For my predominantly 40' cars, I can use the 5x (37.5") radius for the visible (& switching) sections, and stick to 2.5x or 3x (18.75" or  22.5") radii in the secondary (& hidden) areas. Should I ever want to realistically run 85' heavyweight passenger equipment, I know I should be planning on 63.75" (4x) radius or greater.

I'd better plan on a larger house purchase; I'm going to need 12' of width just to turn a passenger train around

curve ratios

Solved my planning issues ... I will replan my project for apprpopriate curves ... doing Amtrak N-scale passenger sercice between Seattle, Edmonds, and Everett. Cars will be +6" so I'll look at 5.0, 4.0 and 3.0 for my staging/holding pen. Don't need to switch/decouple on curves, but trains may be double ended to simplify operations.

Great article--leads me to your supporting adveretisers.

Bill, Edmonds

Is all that simple?

Hello Joe,

firstly, a very interesting article with clear explanations and useful pictures.

Second, is that so simple? When I ended reading your article I thought: wow it's totally straightforward I should have got to the same results If only I were smarter than I am.

A really nice way to establish the behaviour of cars on a given curve before buying the first piece of equipment and in addition totally scale-free.

Third, it came perfectly on time for me since I'm starting to plan my first layout and I'm eagerly looking for as many info as possible. And this article is going to be a reference for me.

Regards, Ricky4208.

P.S. as many other have written it would be nice do follow up with other articles about easements, superelevations and all that is related to what you can to in order to predict beforehand how you equipment will perform.

 

This article makes me feel a

This article makes me feel a lot better about some things in my track plan. Salmo BC may yet have passenger service!

Reasonable compromise or faulty thinking?

Thought the article on curve radius guidelines was quite eye opening!

I'm in the process of designing a new HO layout and am severely limited by an 8' room depth (20' long). I'm modeling the C&NW in and around Chicago and one of my "givens" is running bi-level 85' commuter cars.
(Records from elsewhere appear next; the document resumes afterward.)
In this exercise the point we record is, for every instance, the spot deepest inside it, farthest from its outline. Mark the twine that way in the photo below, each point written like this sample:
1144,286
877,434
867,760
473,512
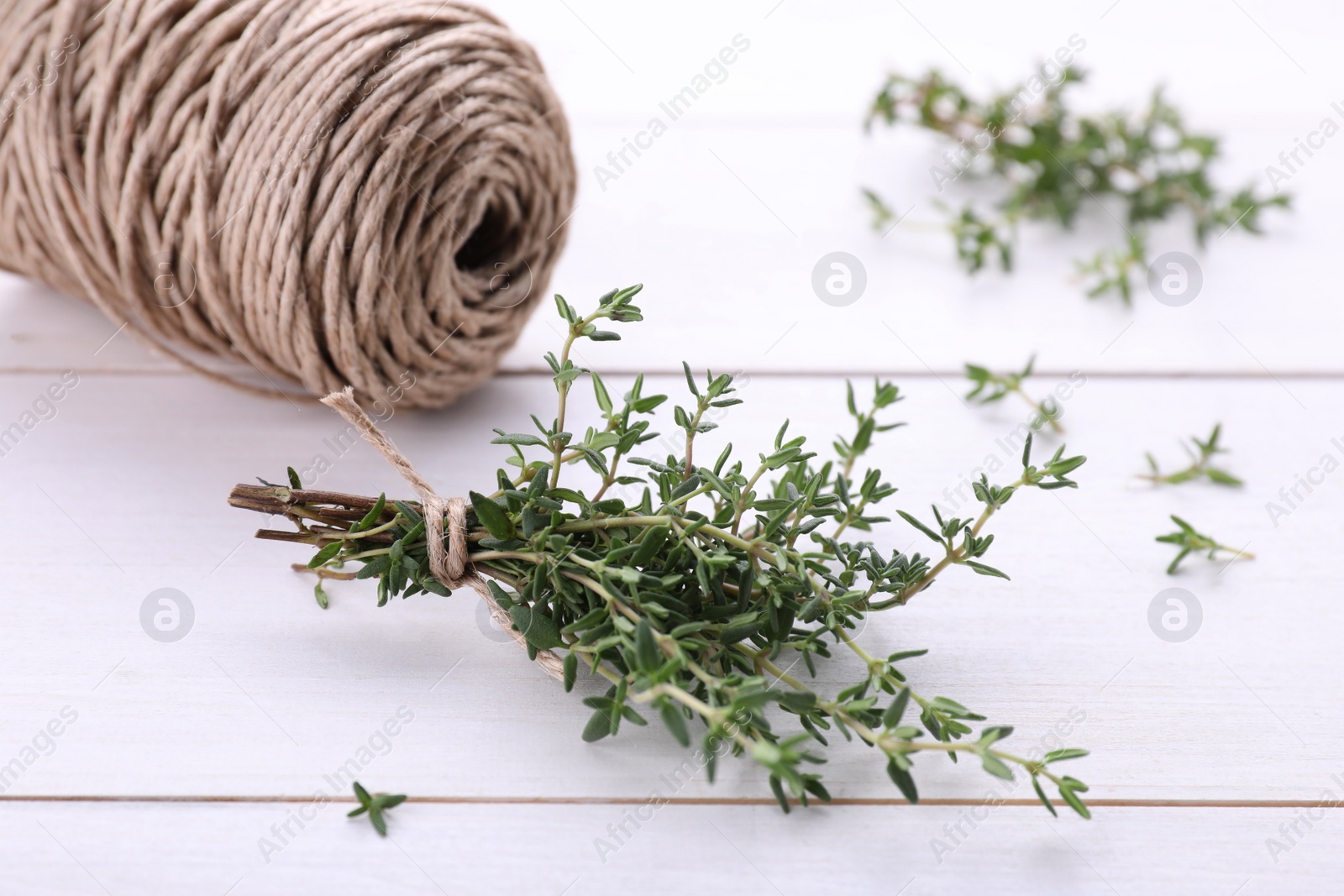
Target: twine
366,192
447,564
As much as I'd love to have 40" radius curves that ain't gonna happen!

So, here's my thinking - since these cars would only be viewed from inside the curve (it's going to be an around-the-walls layout) could I minimize the downside of a smaller radius by increasing the layout height?

My thinking is the lower the layout height the more pronounced the car overhang would be perceived.

Make sense or not?!

Chuck

Chuck, great application!

Chuck:

Yes, that's a great application of the curve radius guidelines, plus the value of high benchwork. You can drop to about 3.5x and view the curve from only the inside at about armpit height and your commuter cars should look reasonably okay. However, as I illustrate, they may need coaxing to couple, and any diaphrams may not mate perfectly.

I find expressing curve radius as a ratio of rolling stock length suddenly causes the whole radius question to make much more sense. And if you relate it to how the rolling stock looks on the curve, and how well things couple on a curve - you're now considering all the proper variables that need to be considered when deciding on a minimum radius.

And your point of getting the track level higher also works as a visual trick to allow sharper curves, especially when viewed from the inside.